L’EXIL DES UKRAINIENS FUYANT LA GUERRE
Le nombre de réfugiés ukrainiens croît de jour en jour. La vague touche principalement les pays limitrophes mais elle entraînera aussi des répercussions fortes en Europe de l’Ouest. En Suisse, au 20 mars, les autorités s’attendent à l’arrivée de 60’000 personnes, dont 24’000 jeunes qu’il s’agira d’intégrer dans les écoles et les instituts de formation.
Face à un tel défi, nous souhaitons contribuer à l’inventaire de ressources pédagogiques offertes au grand public. Nous en profitons pour effectuer quelques rappels concernant les bonnes pratiques à recommander en matière d’accueil et d’intégration.
TRADUCTION INSTANTANÉE
Lors de l’accueil d’un élève et de sa famille, l’idéal est de pouvoir compter sur les services d’une traductrice ou d’un traducteur. Quand ce n’est pas possible et qu’il faut se débrouiller avec les moyens du bord, la solution passe par le recours à des applications de traduction en ligne.
L’application « Google translate » est gratuite et téléchargeable sur smartphone. Elle permet de dicter des phrases en français et de recevoir quasi instantanément la traduction en ukrainien.
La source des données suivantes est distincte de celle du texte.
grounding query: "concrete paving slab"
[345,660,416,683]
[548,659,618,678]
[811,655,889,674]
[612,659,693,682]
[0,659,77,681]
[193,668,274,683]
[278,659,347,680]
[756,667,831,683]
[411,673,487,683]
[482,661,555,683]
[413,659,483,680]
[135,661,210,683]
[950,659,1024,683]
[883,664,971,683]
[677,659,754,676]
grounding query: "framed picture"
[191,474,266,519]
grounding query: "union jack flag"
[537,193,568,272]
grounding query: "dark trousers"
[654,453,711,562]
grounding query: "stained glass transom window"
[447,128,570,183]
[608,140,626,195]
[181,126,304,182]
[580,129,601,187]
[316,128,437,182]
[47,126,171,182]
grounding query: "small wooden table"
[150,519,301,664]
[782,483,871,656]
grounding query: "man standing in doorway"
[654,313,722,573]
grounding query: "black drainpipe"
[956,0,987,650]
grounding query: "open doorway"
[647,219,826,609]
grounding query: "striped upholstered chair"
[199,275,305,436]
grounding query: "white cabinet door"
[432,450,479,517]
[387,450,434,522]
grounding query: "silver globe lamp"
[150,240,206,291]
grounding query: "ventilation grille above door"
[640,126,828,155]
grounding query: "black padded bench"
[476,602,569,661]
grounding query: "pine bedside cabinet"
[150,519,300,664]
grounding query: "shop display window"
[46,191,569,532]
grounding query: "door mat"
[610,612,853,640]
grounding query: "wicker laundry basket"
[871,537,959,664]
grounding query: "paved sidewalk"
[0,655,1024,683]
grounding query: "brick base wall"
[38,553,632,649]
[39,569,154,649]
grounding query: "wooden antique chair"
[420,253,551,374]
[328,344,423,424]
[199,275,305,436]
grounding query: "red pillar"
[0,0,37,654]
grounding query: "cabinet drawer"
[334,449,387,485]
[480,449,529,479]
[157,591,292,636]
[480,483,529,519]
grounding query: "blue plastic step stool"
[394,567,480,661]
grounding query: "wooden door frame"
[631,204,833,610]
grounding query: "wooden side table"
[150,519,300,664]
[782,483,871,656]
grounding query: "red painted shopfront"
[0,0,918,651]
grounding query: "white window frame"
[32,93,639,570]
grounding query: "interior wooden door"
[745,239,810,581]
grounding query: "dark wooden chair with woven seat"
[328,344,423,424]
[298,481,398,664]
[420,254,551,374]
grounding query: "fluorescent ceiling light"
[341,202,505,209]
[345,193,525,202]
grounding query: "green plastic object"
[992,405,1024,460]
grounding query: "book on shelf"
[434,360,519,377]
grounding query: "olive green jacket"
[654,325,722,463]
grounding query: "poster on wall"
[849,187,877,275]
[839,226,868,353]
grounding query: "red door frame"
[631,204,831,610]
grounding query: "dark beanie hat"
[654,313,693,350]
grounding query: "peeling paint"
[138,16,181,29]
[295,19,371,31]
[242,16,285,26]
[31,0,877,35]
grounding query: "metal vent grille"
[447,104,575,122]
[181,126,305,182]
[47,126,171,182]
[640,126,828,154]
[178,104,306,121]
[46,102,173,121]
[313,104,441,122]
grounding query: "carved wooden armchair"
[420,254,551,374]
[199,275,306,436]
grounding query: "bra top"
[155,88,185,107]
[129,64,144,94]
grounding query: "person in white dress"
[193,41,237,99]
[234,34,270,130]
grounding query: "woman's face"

Il en existe d’autres, bien sûr, que je n’ai pas eu le temps de tester.
APPRENTISSAGE DE L’ALPHABET LATIN
Il existe un tutoriel pour les Ukrainiens sur Youtube à l’adresse suivante : https://www.youtube.com/watch?v=19VOhqnhro0 . Les deux enseignants donnent des explications en ukrainien, expliquent les lettres de l’alphabet latin en ukrainien puis proposent des exercices d’application.
KIT D’ACCUEIL ET DES BONNES PRATIQUES D’INTÉGRATION
Un kit du premier accueil, conçu et édité par la Haute école pédagogique Bejune est téléchargeable gratuitement à l’adresse : https://www.hep-bejune.ch/Htdocs/Files/v/7106.pdf
On y trouve, entre autres très bonnes choses, un modèle de « contrat d’accompagnement par un·e autre élève ».
ACTIVITÉS DE SENSIBILISATION À L’ACCUEIL DES RÉFUGIÉS PAR LES ÉLÈVES
https://www.kiknet-sem.org/la-migration-nous-concerne/
On y trouve des documents destinés à faire comprendre aux élèves de nos classes les souffrances et la tragédie que vivent tous les réfugiés.
APPRENTISSAGE DU VOCABULAIRE ÉLÉMENTAIRE (NIVEAU ÉCOLE PRIMAIRE)
Le site Quizzlet propose des fiches créées par Mme Caroline Frésard pour apprendre l’alphabet … et bien d’autres mots encore. C’est ici : https://quizlet.com/Caroline_Fresard
APPRENTISSAGE DU VOCABULAIRE PAR THÈMES (TOUS NIVEAUX)
https://www.youtube.com/watch?v=paxYI0bM4zE Leçon 1 – Les personnes
https://www.youtube.com/watch?v=WBHu_4lBBLg Leçon 2 – La famille
https://www.youtube.com/watch?v=eMtryl2988w Leçon 3 – Faire connaissance
https://www.youtube.com/watch?v=kO1YWz0l4eQ Leçon 4 – À l’école
https://www.youtube.com/watch?v=vlmJUBs998w Leçon 17 – À la maison
https://www.youtube.com/watch?v=47btRuX9lfs Leçon 15 – Fruits et aliments
https://www.youtube.com/watch?v=9mMcLHYXe-8 Leçon 11 – Les mois de l’année
https://www.youtube.com/watch?v=w9Qft25oijI Leçon 12 Boire – Les boissons
https://www.youtube.com/watch?v=VasP_wrBif8 Leçon 13 – Les activités
https://www.youtube.com/watch?v=odROKAOtr_c Leçon 19 – Cuisiner
https://www.youtube.com/watch?v=XzzHRqhcTnc Leçon 20 – Recevoir qqn chez soi
DICTIONNAIRE ABRÉGÉ FRANÇAIS-UKRAINIEN ET GUIDE DE CONVERSATION
Ce dictionnaire simple et bon marché est en fait un lexique de mots français fournissant leur traduction en ukrainien et vice-versa. Le guide pratique contient un glossaire avec écriture en phonétique.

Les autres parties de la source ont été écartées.